He took breath into himself, holding it. Something came slow and shapeless across the lawn toward him, pausing opposite. He breathed again, held his breath again. The thing moved and came directly toward him and he sat motionless until it had almost reached the flower bed in which he sat. Then he sprang to his feet and before the other could raise a hand he fell upon the intruder, raging silently. The man accepted battle and they fell clawing and panting, making no outcry. They were at such close quarters, it was so dark, that they could not damage each other, and intent on battle, they were oblivious of their surroundings, until Jones hissed suddenly beneath George Parr's armpit:
“Look out! Somebody's coming!”
They paused mutually and sat clasping each other like the first position of a sedentary dance. A light had appeared suddenly in a lower window and with one accord they rose and hurled themselves into the shadow of the porch: plunging into the flower bed as Mr. Saunders stepped through the window. Crushing themselves against the brick wall, they lay in a mutual passion for concealment, hearing Mr. Saunders's feet on the floor above their heads. They held their breath, closing their eyes like ostriches and the man came to the edge of the veranda, and standing directly over them, he shook cigar ashes upon them and spat across their prone bodies . . . after years had passed, he turned and went away.
After a while Jones heaved and George Farr released his cramped body. The light was off again and the house bulked huge and square, sleeping among the trees. They rose and stole across the lawn and after they had passed the frogs arid crickets resumed their mild monotonies.
“Whatââ” began George Farr, once they were on the street again.
“Shut up,” Jones interrupted. “Wait until we are farther away.”
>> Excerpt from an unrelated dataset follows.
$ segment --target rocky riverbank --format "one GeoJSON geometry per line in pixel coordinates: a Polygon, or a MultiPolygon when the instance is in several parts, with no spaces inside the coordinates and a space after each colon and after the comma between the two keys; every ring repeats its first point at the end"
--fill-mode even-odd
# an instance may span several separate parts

They walked side by side, and George Farr, seething, decided upon what he considered a safe distance. Stopping, he faced the other.
“What in hell were you doing there?” he burst out.
Jones had dirt on his face and his collar had burst. George Farr's tie was like a hangman's noose under his ear and he wiped his face with his handkerchief.
“What were you doing there?” Jones countered.
“None of your damn business,” he answered hotly. “What I ask is, what in hell do you mean, hanging around that house?”
“Maybe she asked me to. What do you think of that?”
“You lie,” said George Farr, springing upon him. They fought again in the darkness, beneath the arching silence of elms. Jones was like a bear and George Farr, feeling his soft enveloping hug, kicked Jones's legs from under him. They fell, Jones uppermost, and George lay gasping, with breath driven from his lungs, while Jones held him upon his back.
“How about it?” Jones asked, thinking of his shin. “Got enough?”
For reply, George Farr heaved and struggled, but the other held him down, thumping his head rhythmically upon the hard earth. “Come on, come on. Don't act like a child. What do we want to fight for?”
“Take back what you said about her, then,” he panted. Then he lay still and cursed Jones. Jones, unmoved, repeated:
“Got enough? Promise?”
George Farr arched his back, writhing, trying vainly to cast off Jones's fat enveloping bulk. At last he promised in weak rage, almost weeping, and Jones removed his soft weight. George sat up.
“You better go home,” Jones advised him, rising to his feet. “Come on, get up.” He took George's arm and tugged at it.
“Let go, you bastard!”
“Funny how things get , around,” remarked Jones mildly, releasing him. George got slowly to his feet and Jones continued: “Run along, now. You have been out late enough. Had a fight and everything.”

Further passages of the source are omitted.